Z powodu suszy Namibia wystawia na aukcję 1000 dzikich zwierząt
W Namibii panuje ostatnio rekordowa susza – jak podają tamtejsze służby meteorologiczne, niektóre z regionów nie spotkały się z taką suszą od aż 90 lat. Już w zeszłym miesiącu władze kraju zdecydowały się na ogłoszenie stanu wyjątkowego. Teraz rząd poszedł jeszcze o krok dalej, zezwalając na sprzedaż 1000 dzikich zwierząt mieszkających dotychczas ne terenie parków narodowych. Tamtejszy minister rolnictwa ogłosił w kwietniu, że w 2018 roku aż 63,7 tys. zwierząt zmarło z powodu suszy wywołanej zmianami klimatycznymi.
W tym roku władze chcą uniknąć tragedii tych rozmiarów i mają nadzieję, że 1000 dzikich zwierząt trafi w ręce odpowiedzianych hodowców, którzy uchronią je przed śmiercią głodową.
– Stan pastwisk w większości naszych parków jest bardzo słaby, a jeśli nie zmniejszymy liczby zwierząt, doprowadzimy do tego, że umrą z głodu – mówi Romeo Muyunda z Ministerstwa Środowiska.
– Biorąc pod uwagę, że jest to suchy rok, ministerstwo chciałoby sprzedać różnego rodzaju gatunki zwierząt z różnych obszarów chronionych, aby zachować wypas i wygenerować bardzo potrzebne fundusze dla parków i zarządzania dziką przyrodą – tłumaczy Muyunda.
Na sprzedaż wystawione zostanie od 500 do 600 bawołów, 150 skoczników antylopich, 65 oryksów, 28 słoni, 20 impali, 35 elandów, 16 gnu, 60 żyraf i 16 kudusów.
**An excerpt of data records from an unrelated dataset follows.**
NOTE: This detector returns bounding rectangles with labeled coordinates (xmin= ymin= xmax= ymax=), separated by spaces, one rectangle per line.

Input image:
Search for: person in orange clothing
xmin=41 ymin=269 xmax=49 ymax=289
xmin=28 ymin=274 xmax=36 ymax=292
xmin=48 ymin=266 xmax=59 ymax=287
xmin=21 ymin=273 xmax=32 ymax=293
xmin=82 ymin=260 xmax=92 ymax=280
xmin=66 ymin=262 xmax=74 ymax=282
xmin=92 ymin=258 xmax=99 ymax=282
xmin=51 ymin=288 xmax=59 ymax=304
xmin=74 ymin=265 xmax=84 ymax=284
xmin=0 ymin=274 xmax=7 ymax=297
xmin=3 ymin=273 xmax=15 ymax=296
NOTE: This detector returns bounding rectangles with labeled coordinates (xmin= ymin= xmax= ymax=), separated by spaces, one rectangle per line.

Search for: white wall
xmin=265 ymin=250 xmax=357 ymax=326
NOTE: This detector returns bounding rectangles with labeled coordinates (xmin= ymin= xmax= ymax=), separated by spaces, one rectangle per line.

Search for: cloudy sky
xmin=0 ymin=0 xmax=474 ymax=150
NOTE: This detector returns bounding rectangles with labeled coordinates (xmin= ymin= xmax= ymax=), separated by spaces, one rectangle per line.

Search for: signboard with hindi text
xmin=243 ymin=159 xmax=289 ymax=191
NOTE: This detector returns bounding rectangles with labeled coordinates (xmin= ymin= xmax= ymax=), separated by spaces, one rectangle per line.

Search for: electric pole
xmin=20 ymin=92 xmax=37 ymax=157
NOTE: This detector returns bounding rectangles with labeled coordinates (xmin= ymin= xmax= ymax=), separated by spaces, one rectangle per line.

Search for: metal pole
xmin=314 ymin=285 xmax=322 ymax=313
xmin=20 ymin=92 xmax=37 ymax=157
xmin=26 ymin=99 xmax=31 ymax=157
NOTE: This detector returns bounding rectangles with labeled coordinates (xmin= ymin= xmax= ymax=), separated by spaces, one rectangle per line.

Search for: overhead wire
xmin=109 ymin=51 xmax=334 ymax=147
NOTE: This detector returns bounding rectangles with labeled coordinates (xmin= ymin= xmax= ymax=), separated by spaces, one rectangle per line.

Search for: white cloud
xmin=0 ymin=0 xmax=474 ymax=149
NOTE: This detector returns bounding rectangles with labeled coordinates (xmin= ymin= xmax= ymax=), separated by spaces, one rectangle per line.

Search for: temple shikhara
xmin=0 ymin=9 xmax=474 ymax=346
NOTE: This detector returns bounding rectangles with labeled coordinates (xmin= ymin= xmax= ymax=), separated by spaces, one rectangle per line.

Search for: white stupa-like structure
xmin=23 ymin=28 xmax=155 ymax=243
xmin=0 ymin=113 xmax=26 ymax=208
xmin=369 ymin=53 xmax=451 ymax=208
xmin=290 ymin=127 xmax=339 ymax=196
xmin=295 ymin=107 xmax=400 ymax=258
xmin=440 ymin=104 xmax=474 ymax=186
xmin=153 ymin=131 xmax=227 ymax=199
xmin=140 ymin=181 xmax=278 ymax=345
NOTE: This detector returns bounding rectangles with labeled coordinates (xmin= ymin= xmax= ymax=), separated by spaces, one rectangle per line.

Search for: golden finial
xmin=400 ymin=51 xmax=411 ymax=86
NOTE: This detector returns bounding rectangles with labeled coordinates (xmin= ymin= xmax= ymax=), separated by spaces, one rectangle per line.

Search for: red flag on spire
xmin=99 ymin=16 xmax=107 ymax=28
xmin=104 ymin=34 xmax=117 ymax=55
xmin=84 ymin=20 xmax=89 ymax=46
Władze mają nadzieję, że podczas aukcji zgromadzą 1,1 mln dolarów, które trafią następnie do Game Products Trust Fund – państwowej firmy zarządzającej parkami narodowymi Namibii. W przeszłości Namibia była krytykowana przez działaczy na rzecz ochrony zwierząt za rekreacyjne polowania dla zdobycia trofeów myśliwskich. W kraju polowanie na dzikie zwierzęta jest legalne, a aż 20 proc. środków na ochronę zwierząt pochodzi właśnie z polowań – finansowana jest z nich odpowiednia infrastruktura, a także walka z kłusownictwem.